On 25 February 1762 Orford sailed for the Leeward Islands where she took part in the successful Siege of Havana between 6 June and 13 August; here Orfords role was to serve as a signalling ship off the coast, controlling the landing of stores. Some time after this she returned to England. She was brought into dock for a survey between 15 May 1764 and 23 July 1765, the result of which was the ordering of a large series of repairs to her at Chatham Dockyard which were completed in August 1767 at the cost of £28,659, which was only £3,000 less than her original construction price. Orford was not immediately put back into service, only being recommissioned in November 1770 under the command of Captain Sir John Strachan to serve in the Falklands Crisis. (Note: John Charnock records Strachan assuming command in 1771.) After the Crisis ended Orford sailed to the East Indies on 25 March 1771 as part of Rear-Admiral Robert Harland's squadron. While there Strachan was replaced in command of Orford by Captain Charles Leslie in October 1772. Orford returned to England in 1775 where Leslie died of an illness on 29 December.

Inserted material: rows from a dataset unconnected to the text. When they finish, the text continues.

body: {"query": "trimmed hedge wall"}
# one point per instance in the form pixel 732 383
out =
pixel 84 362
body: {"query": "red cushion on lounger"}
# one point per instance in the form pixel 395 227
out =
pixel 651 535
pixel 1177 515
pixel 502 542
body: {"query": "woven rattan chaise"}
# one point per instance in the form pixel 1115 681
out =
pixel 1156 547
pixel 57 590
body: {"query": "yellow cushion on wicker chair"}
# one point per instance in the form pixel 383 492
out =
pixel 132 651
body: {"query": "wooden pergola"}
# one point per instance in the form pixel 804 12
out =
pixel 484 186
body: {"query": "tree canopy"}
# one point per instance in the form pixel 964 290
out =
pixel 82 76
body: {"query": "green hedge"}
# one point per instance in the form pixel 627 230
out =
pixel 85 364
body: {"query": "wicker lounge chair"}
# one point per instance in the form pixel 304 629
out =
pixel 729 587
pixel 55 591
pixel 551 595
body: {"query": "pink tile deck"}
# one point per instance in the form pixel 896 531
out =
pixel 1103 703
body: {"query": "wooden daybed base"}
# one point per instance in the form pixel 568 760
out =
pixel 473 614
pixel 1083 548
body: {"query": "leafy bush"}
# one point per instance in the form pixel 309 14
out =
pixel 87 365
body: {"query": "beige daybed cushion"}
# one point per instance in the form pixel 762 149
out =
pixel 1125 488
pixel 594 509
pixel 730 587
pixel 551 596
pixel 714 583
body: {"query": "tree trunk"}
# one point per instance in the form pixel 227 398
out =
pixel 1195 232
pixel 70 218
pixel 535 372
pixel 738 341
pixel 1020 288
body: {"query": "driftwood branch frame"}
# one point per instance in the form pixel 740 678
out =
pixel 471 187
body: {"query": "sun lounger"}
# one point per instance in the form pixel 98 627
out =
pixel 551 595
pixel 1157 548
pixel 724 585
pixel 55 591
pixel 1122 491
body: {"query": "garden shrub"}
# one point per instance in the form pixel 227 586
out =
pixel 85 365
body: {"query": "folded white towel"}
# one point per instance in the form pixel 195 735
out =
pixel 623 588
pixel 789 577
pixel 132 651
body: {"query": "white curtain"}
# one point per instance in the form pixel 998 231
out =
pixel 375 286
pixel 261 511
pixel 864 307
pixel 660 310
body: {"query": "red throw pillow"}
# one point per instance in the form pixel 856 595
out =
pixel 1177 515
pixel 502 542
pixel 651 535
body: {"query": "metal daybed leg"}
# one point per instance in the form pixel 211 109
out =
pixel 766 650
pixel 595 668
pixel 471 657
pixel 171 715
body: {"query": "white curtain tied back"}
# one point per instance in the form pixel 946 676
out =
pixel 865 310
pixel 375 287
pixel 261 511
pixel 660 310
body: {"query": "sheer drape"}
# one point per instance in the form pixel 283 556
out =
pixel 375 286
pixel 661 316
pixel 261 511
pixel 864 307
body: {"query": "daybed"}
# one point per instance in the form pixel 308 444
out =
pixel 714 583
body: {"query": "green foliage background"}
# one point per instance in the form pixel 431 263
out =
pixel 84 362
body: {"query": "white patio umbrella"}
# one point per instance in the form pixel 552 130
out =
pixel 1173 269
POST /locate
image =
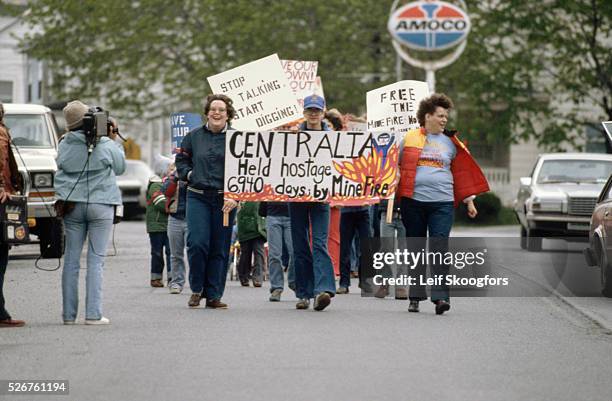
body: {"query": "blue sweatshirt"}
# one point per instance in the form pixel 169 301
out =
pixel 98 181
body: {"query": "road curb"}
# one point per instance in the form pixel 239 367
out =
pixel 593 317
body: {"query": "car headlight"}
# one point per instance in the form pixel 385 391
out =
pixel 42 180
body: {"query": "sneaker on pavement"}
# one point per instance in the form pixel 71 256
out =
pixel 401 293
pixel 157 283
pixel 194 300
pixel 322 301
pixel 99 322
pixel 275 295
pixel 215 304
pixel 11 323
pixel 302 304
pixel 382 291
pixel 441 307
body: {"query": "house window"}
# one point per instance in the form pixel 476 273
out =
pixel 6 91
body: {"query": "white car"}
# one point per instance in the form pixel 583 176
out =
pixel 557 200
pixel 35 136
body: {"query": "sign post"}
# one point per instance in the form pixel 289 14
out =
pixel 429 26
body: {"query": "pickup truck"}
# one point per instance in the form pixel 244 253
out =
pixel 35 136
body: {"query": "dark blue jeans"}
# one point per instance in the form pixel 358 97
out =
pixel 3 263
pixel 351 223
pixel 208 244
pixel 435 219
pixel 314 272
pixel 160 246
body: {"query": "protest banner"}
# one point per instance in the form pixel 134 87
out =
pixel 180 124
pixel 393 108
pixel 341 168
pixel 302 77
pixel 260 92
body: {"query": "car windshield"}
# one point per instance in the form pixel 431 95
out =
pixel 579 171
pixel 28 130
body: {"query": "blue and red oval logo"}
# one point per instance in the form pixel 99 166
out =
pixel 429 25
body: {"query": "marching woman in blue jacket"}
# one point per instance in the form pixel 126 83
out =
pixel 88 181
pixel 201 162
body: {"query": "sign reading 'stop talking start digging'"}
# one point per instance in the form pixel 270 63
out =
pixel 310 166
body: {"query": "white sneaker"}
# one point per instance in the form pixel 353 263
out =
pixel 100 322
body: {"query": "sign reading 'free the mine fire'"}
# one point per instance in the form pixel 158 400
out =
pixel 345 168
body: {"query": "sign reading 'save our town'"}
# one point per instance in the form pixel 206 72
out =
pixel 260 92
pixel 429 25
pixel 393 108
pixel 180 125
pixel 306 166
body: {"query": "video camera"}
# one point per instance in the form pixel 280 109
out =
pixel 95 125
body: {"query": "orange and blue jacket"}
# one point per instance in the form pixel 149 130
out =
pixel 468 178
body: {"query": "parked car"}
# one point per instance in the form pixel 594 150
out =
pixel 599 252
pixel 557 200
pixel 35 136
pixel 133 185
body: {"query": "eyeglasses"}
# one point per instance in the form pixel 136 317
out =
pixel 217 110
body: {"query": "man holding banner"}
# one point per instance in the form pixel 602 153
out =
pixel 314 273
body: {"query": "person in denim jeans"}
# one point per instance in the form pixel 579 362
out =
pixel 201 161
pixel 88 180
pixel 175 191
pixel 11 182
pixel 278 228
pixel 314 273
pixel 157 224
pixel 437 172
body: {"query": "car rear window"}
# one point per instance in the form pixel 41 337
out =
pixel 581 171
pixel 28 130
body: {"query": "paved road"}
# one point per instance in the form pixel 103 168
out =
pixel 358 349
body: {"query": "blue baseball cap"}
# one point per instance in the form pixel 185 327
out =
pixel 315 102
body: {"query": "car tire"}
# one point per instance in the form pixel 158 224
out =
pixel 51 236
pixel 534 243
pixel 523 238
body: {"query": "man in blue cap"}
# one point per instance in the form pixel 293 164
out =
pixel 314 273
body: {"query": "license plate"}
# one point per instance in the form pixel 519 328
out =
pixel 578 226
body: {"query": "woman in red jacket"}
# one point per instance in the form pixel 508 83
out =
pixel 437 172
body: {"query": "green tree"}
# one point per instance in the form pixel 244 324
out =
pixel 534 69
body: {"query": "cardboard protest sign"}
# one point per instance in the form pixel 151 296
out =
pixel 341 167
pixel 393 108
pixel 180 125
pixel 260 92
pixel 302 77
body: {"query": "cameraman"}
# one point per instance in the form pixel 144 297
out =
pixel 87 185
pixel 10 182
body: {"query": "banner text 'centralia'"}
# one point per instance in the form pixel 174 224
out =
pixel 339 167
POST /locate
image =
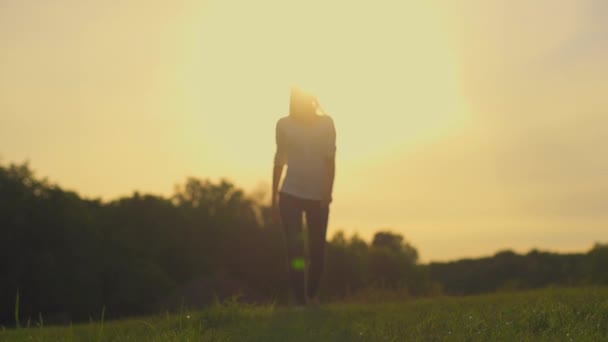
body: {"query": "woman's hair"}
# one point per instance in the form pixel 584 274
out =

Orford was put in ordinary in July 1776 at Chatham. She was then fitted to serve as a hospital ship at Sheerness Dockyard between January and March 1777, for the purpose of which her command was given to Lieutenant Richard Vavasor. Orford continued in her role as a hospital ship, with command changing to Lieutenant Joseph Novil Eastwood in 1782.

==Fate==
In June 1783 Orford was sunk as a breakwater at Sheerness.